This study by the Prevention of Early-onset Neonatal Sepsis (PENS) Study Group reports the results of a multicenter surveillance during 1995 to 1996 for culture confirmed early-onset sepsis in an aggregate of 52,406 births. Early-onset sepsis occurred in 188 infants (3.5 cases / 1000 live births). GBS (1.4 per 1000) and E. coli (0.6 per 1000) caused most infections. GBS sepsis less often occurred in preterm deliveries compared with other sepsis. An obstetric risk factor - preterm delivery, intrapartum fever, or membrane rupture >= 18 hours - was found in 49% of GBS cases and 79% of other sepsis. IAP had an adjusted efficacy of 68.2% against any early-onset sepsis. Ampicillin resistance was evident in 69% of E. coli infections. 41% of ampicillin-resistant E. coli infections were fatal. 91% of ampicillin-resistant E. coli infections occurred in preterm infants, and 59% of these infants were born to mothers who had received IAP.

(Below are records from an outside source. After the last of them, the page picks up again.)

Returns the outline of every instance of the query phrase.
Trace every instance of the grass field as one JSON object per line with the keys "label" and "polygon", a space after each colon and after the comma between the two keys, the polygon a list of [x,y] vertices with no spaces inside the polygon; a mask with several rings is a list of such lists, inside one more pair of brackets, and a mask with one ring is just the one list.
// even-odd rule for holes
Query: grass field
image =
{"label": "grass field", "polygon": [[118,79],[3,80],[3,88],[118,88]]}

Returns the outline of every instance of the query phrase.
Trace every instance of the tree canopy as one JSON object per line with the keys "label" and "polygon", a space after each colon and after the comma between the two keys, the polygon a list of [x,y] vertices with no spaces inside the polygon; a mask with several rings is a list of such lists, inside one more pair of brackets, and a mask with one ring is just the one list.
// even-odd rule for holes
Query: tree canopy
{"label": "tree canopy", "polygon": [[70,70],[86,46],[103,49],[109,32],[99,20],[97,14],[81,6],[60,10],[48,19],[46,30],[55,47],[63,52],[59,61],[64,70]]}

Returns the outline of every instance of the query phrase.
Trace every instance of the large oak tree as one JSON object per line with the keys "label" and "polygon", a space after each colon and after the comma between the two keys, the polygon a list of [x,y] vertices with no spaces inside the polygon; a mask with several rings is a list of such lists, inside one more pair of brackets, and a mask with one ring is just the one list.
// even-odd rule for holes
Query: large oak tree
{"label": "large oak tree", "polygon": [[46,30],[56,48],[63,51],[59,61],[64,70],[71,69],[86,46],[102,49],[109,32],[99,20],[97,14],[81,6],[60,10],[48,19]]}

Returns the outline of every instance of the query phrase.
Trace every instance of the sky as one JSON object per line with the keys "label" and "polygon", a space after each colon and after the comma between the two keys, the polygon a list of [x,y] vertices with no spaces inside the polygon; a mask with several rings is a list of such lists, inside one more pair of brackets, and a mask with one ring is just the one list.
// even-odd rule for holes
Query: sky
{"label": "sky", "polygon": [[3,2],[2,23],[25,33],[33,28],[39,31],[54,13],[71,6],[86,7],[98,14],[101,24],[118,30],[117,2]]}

Comment. It was reassuring (but not surprising) to see that IAP was successful in preventing a substantial portion of early-onset GBS sepsis cases when used with either the GBS screening or risk-based strategy. However, many of us have been concerned that widespread IAP for GBS disease would select for resistant organisms that might be more virulent than GBS. Well, the take-home message from this study is clear: WATCH OUT FOR THE EMERGENCE OF AMPICILLIN-RESISTANT E. COLI AS THE NEXT MAJOR PATHOGEN THAT CAUSES NEONATAL SEPSIS. This pathogen was far more lethal than GBS (41% vs 6.7% mortality), and premature babies were especially susceptible to this infection. Since most cases of resistant E coli sepsis occurred in babies whose mothers had received IAP, we need to be concerned that the use of intrapartum ampicillin is contributing to the emergence of this very virulent organism.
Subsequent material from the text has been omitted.